Duluth entrepreneur Anna Bailey wears many hats: artist, furniture maker, singer-songwriter, hotelier. In February, she’ll be wearing a new one—professional model—along with selected pieces from working-guy clothing retailer Duluth Trading’s new Workday Warrior collection. She’ll appear in the company’s spring catalog.
Duluth Trading describes Workday Warrior as “designed for the professional modern woman and maker.” It’s a description that’s almost custom-made for Bailey. She founded her own company in 2011 to market her hand-built furniture and art from leftover wood scraps. As demand grew, her husband, Nathanael, joined full time in 2017. The couple runs Bailey Builds out of a former service station in West Duluth that they’ve renovated into the Makers Movement Collective Studio.

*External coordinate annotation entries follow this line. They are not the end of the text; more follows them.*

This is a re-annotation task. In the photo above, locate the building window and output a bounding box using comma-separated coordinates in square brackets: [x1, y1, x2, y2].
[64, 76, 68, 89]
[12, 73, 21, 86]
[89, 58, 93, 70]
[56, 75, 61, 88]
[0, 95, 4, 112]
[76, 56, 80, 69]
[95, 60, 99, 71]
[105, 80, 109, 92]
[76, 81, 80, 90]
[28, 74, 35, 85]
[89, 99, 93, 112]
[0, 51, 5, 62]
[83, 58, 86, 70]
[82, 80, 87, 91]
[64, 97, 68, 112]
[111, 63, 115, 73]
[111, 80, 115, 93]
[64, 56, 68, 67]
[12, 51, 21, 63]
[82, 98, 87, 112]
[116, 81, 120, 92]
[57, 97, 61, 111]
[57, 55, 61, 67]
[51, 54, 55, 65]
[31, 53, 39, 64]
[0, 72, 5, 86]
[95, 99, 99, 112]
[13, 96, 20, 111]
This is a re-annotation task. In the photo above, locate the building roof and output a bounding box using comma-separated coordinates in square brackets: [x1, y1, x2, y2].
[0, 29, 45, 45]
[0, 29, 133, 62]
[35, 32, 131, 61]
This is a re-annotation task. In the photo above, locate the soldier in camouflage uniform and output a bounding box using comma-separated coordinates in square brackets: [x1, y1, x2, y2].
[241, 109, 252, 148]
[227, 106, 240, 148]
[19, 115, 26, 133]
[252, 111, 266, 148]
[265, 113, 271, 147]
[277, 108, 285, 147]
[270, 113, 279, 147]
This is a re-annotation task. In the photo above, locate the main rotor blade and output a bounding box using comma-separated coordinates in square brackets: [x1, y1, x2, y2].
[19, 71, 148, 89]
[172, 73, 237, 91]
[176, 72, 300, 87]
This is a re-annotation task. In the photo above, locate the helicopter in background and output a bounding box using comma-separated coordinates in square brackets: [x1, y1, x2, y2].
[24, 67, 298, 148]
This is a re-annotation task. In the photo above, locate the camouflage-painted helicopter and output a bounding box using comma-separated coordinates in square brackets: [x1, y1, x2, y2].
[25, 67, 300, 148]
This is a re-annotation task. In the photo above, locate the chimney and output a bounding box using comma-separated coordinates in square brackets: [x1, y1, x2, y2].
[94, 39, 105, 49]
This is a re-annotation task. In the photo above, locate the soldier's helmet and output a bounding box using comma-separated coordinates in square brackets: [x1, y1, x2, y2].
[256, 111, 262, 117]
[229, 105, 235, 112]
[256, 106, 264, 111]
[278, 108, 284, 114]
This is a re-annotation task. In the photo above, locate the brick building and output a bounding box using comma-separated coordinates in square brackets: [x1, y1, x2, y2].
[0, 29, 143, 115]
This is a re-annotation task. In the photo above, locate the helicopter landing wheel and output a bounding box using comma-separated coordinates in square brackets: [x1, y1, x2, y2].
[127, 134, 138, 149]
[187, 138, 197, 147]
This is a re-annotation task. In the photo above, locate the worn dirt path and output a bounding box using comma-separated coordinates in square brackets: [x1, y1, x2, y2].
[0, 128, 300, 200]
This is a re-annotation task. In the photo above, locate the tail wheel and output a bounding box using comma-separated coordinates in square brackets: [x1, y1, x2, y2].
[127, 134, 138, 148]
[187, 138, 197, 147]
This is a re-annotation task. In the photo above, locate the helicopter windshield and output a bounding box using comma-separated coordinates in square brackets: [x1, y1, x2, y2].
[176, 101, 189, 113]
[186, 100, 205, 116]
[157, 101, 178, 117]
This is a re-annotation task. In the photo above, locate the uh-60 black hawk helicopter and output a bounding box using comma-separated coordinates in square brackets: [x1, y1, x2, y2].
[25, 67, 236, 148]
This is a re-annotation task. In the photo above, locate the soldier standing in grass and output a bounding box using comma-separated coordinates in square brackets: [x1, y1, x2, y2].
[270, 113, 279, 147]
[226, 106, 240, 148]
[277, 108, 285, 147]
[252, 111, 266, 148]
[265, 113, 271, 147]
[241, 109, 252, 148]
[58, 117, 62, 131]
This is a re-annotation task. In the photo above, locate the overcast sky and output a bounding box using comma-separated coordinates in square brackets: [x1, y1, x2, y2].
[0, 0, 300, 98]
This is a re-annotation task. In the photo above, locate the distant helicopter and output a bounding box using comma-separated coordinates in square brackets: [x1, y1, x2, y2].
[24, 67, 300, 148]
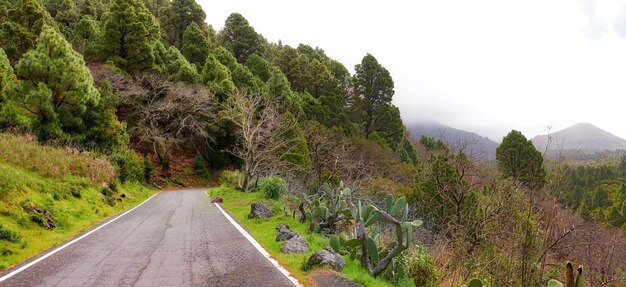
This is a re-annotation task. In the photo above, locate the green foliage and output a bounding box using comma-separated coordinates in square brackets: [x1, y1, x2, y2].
[264, 67, 300, 115]
[333, 195, 423, 277]
[548, 279, 563, 287]
[0, 0, 54, 62]
[496, 130, 546, 188]
[100, 0, 159, 73]
[397, 135, 419, 164]
[299, 183, 352, 234]
[0, 225, 20, 242]
[201, 54, 238, 101]
[44, 0, 80, 36]
[159, 0, 206, 46]
[467, 278, 485, 287]
[0, 48, 15, 100]
[420, 136, 448, 151]
[218, 13, 264, 63]
[258, 176, 287, 200]
[245, 54, 272, 82]
[219, 170, 243, 187]
[212, 46, 238, 72]
[193, 154, 210, 177]
[181, 22, 211, 67]
[351, 54, 394, 142]
[553, 162, 626, 230]
[165, 46, 200, 84]
[111, 149, 146, 183]
[232, 64, 263, 93]
[71, 15, 101, 58]
[7, 26, 100, 140]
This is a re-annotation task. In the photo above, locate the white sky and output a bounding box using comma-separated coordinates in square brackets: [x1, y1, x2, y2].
[196, 0, 626, 141]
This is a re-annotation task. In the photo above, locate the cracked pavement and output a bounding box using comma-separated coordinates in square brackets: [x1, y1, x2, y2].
[0, 189, 293, 286]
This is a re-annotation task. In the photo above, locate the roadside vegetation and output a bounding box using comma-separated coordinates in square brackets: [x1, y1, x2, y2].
[0, 0, 626, 286]
[208, 185, 392, 286]
[0, 134, 156, 269]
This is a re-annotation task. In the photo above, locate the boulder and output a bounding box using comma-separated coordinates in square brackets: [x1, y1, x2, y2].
[280, 234, 309, 254]
[248, 202, 274, 219]
[306, 247, 346, 271]
[276, 224, 300, 241]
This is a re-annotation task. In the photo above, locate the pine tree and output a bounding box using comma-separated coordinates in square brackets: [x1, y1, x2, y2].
[181, 22, 211, 67]
[201, 54, 238, 101]
[352, 54, 394, 140]
[212, 46, 237, 72]
[101, 0, 159, 72]
[72, 15, 101, 58]
[264, 67, 300, 112]
[496, 130, 546, 188]
[0, 0, 55, 62]
[165, 46, 200, 84]
[8, 26, 100, 139]
[159, 0, 206, 48]
[218, 13, 264, 63]
[0, 48, 15, 97]
[245, 54, 271, 82]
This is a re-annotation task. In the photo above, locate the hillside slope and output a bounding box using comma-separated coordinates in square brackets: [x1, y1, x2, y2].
[0, 134, 155, 269]
[532, 123, 626, 154]
[407, 122, 498, 160]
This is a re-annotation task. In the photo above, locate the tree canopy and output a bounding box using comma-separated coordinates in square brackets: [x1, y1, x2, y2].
[496, 130, 546, 188]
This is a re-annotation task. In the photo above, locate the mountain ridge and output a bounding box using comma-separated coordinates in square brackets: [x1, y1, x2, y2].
[531, 122, 626, 154]
[407, 121, 498, 160]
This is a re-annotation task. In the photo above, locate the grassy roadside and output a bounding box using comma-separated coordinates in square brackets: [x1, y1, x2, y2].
[208, 186, 391, 286]
[0, 134, 157, 269]
[0, 163, 156, 269]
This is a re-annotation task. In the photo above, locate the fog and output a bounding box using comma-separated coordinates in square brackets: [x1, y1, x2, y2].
[198, 0, 626, 141]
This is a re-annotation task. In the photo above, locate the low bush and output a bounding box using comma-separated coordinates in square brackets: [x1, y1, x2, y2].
[258, 176, 287, 200]
[0, 225, 20, 242]
[0, 133, 115, 184]
[219, 170, 243, 187]
[400, 244, 437, 287]
[193, 155, 210, 176]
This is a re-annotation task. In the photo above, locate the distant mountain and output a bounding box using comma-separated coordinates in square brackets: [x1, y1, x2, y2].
[532, 123, 626, 154]
[407, 122, 498, 160]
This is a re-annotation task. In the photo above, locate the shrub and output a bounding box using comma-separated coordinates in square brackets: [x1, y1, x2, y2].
[111, 149, 146, 182]
[193, 155, 209, 176]
[258, 176, 287, 199]
[219, 170, 242, 187]
[401, 244, 437, 287]
[0, 225, 20, 242]
[143, 156, 154, 183]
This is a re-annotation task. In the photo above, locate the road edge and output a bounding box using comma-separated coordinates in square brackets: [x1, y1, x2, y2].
[204, 192, 304, 287]
[0, 191, 161, 283]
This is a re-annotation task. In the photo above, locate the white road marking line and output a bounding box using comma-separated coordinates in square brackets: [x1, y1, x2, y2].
[204, 192, 304, 287]
[0, 192, 160, 282]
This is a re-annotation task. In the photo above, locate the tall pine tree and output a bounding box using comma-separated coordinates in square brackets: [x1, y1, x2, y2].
[8, 26, 100, 139]
[101, 0, 159, 72]
[352, 54, 394, 141]
[181, 22, 211, 67]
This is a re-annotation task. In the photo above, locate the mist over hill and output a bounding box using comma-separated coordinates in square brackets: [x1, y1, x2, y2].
[407, 122, 498, 160]
[532, 123, 626, 158]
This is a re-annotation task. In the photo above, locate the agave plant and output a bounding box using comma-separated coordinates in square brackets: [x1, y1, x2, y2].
[299, 183, 352, 233]
[329, 195, 422, 276]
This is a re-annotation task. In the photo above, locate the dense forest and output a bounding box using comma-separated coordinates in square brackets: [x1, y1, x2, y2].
[0, 0, 626, 286]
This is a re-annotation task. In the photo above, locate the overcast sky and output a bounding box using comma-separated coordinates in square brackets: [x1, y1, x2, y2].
[196, 0, 626, 141]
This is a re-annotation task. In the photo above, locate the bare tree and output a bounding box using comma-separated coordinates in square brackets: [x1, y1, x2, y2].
[219, 94, 306, 191]
[120, 73, 214, 177]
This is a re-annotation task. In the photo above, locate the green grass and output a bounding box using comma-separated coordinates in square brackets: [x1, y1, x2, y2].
[0, 134, 156, 269]
[208, 186, 391, 286]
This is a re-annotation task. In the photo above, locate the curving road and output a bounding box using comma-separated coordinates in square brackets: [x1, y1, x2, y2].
[0, 189, 293, 287]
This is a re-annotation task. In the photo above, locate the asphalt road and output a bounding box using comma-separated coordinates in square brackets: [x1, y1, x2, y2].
[0, 189, 293, 287]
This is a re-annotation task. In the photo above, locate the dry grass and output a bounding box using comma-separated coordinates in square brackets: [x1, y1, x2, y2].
[0, 133, 115, 184]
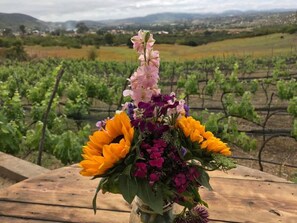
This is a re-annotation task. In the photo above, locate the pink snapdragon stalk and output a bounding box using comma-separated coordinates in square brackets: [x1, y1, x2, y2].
[123, 30, 160, 106]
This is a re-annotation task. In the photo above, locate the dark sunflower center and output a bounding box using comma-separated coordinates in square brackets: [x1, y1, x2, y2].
[111, 135, 124, 143]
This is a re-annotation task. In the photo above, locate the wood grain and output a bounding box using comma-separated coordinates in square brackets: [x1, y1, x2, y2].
[0, 165, 297, 223]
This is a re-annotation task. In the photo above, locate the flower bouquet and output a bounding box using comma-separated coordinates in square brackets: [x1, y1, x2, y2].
[80, 30, 235, 223]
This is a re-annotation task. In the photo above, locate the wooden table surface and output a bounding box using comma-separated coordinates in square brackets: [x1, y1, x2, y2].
[0, 165, 297, 223]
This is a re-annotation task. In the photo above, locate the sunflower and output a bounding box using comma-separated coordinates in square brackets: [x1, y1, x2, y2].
[177, 116, 231, 156]
[80, 112, 134, 176]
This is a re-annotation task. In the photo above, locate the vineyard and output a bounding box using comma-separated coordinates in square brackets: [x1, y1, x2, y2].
[0, 54, 297, 179]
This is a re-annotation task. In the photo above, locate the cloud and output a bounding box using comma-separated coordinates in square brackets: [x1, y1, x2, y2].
[0, 0, 297, 21]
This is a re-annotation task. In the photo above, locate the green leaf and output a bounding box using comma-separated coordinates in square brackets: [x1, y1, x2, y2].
[137, 181, 163, 214]
[92, 178, 106, 214]
[197, 168, 212, 190]
[119, 175, 137, 204]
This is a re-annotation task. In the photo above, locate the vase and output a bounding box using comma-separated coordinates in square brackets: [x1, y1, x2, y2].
[129, 197, 174, 223]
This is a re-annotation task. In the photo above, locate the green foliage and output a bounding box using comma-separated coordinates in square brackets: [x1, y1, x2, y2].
[5, 41, 28, 61]
[276, 79, 297, 100]
[0, 115, 22, 154]
[185, 74, 198, 95]
[288, 97, 297, 118]
[65, 95, 90, 119]
[87, 47, 98, 60]
[224, 91, 260, 122]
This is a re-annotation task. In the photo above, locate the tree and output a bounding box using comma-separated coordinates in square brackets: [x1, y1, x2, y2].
[104, 33, 115, 45]
[3, 28, 13, 36]
[76, 22, 89, 34]
[19, 25, 26, 35]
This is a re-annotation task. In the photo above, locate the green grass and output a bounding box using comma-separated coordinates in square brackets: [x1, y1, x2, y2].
[26, 34, 297, 61]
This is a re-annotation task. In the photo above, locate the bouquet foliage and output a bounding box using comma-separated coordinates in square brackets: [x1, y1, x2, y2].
[80, 30, 234, 221]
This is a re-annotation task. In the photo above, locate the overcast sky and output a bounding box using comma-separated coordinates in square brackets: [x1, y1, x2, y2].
[0, 0, 297, 21]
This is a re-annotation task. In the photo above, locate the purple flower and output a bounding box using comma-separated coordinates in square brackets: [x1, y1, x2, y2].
[134, 162, 147, 178]
[173, 173, 188, 193]
[181, 146, 188, 157]
[149, 157, 164, 169]
[128, 103, 135, 120]
[149, 173, 160, 186]
[150, 152, 162, 159]
[184, 104, 190, 117]
[153, 139, 167, 148]
[187, 167, 200, 181]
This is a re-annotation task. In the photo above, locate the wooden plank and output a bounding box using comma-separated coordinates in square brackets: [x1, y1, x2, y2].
[0, 166, 297, 223]
[208, 165, 293, 183]
[0, 189, 131, 211]
[0, 216, 59, 223]
[0, 201, 130, 223]
[200, 178, 297, 223]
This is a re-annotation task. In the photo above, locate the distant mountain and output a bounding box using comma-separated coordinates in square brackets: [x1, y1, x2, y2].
[0, 9, 296, 31]
[0, 13, 48, 31]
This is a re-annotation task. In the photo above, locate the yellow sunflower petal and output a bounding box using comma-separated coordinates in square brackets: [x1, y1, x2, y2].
[80, 112, 134, 176]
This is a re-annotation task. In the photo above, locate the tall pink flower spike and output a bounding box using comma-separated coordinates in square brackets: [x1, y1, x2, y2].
[123, 30, 160, 106]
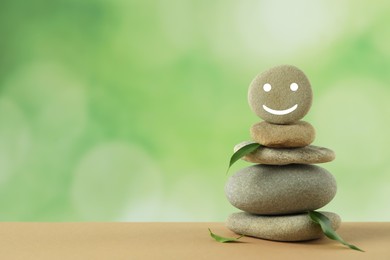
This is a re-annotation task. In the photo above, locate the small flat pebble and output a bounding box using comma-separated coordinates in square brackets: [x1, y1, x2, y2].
[226, 212, 341, 241]
[234, 141, 335, 165]
[250, 121, 315, 148]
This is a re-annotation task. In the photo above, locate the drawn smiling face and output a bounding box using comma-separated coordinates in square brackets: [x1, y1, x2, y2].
[248, 65, 313, 124]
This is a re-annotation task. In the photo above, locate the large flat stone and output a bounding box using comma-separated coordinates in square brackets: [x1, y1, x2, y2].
[225, 164, 337, 215]
[234, 141, 335, 165]
[226, 212, 341, 241]
[250, 121, 315, 148]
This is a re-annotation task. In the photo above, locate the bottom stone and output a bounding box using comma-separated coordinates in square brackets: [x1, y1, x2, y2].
[226, 212, 341, 241]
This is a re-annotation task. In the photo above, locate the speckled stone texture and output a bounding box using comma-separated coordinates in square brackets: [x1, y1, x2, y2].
[250, 121, 315, 148]
[225, 164, 337, 215]
[248, 65, 313, 124]
[226, 212, 341, 241]
[234, 141, 335, 165]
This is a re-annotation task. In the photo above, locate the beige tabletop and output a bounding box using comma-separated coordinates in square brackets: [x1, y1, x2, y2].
[0, 222, 390, 260]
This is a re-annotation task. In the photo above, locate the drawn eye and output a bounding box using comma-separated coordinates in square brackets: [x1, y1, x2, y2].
[263, 83, 272, 92]
[290, 82, 298, 92]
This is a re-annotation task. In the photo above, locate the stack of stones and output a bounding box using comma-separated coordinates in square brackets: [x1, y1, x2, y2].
[225, 65, 341, 241]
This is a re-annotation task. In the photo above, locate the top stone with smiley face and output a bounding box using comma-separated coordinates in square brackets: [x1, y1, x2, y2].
[248, 65, 313, 124]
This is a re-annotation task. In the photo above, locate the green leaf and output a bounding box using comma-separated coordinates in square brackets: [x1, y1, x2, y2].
[209, 228, 243, 243]
[226, 143, 261, 174]
[309, 211, 364, 252]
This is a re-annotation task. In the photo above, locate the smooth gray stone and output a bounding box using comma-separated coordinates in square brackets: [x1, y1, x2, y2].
[234, 141, 336, 165]
[248, 65, 313, 124]
[250, 121, 316, 148]
[226, 212, 341, 241]
[225, 164, 337, 215]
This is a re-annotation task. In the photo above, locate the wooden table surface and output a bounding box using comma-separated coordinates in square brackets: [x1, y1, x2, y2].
[0, 222, 390, 260]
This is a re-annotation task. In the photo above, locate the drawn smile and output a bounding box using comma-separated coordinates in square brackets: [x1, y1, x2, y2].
[263, 104, 298, 116]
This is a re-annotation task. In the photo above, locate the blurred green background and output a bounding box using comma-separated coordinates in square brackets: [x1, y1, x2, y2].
[0, 0, 390, 221]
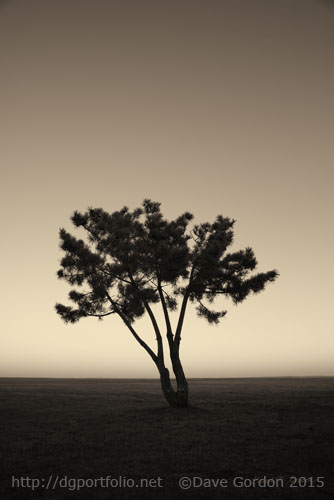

Bailey says she was surprised when Duluth Trading (founded in its namesake city but now based in Wisconsin) asked her this past fall to be a model. But it wasn’t a complete bolt from the blue. In mid-2018, she began giving some shout-outs to its clothing. The company found her and asked whether she would be interested in partnering with them, Bailey recalls. “They gifted me 10 items of my choice, and I gave my opinion of them on social media.”
While Duluth Trading often projects a “fashion-backward” sensibility (embodied by the burly cartoon who cavorts in his underwear), it has been steadily building its brand among women. Over the years, it has chosen women (none of them professional models) who engage in hardy, hands-on pursuits such as vehicle restoration, farming, and various outdoor sports.
“Anna is an ideal partner, not only because she wears our brand and resides in Duluth, but [because] she took a leap of faith in her career to start her own business,” says Ricker Schlecht, Duluth Trading vice president of product and creative. “Her entrepreneurial spirit, paired with her craft of refurbishing old materials into something new, made her a natural choice to represent Duluth Trading.”
Bailey describes Workday Warrior clothing as having “a lot of flexibility and stretch,” as well as being “super-durable.” The items also “can transition into everyday wear.” Sounds like quintessential Duluth style.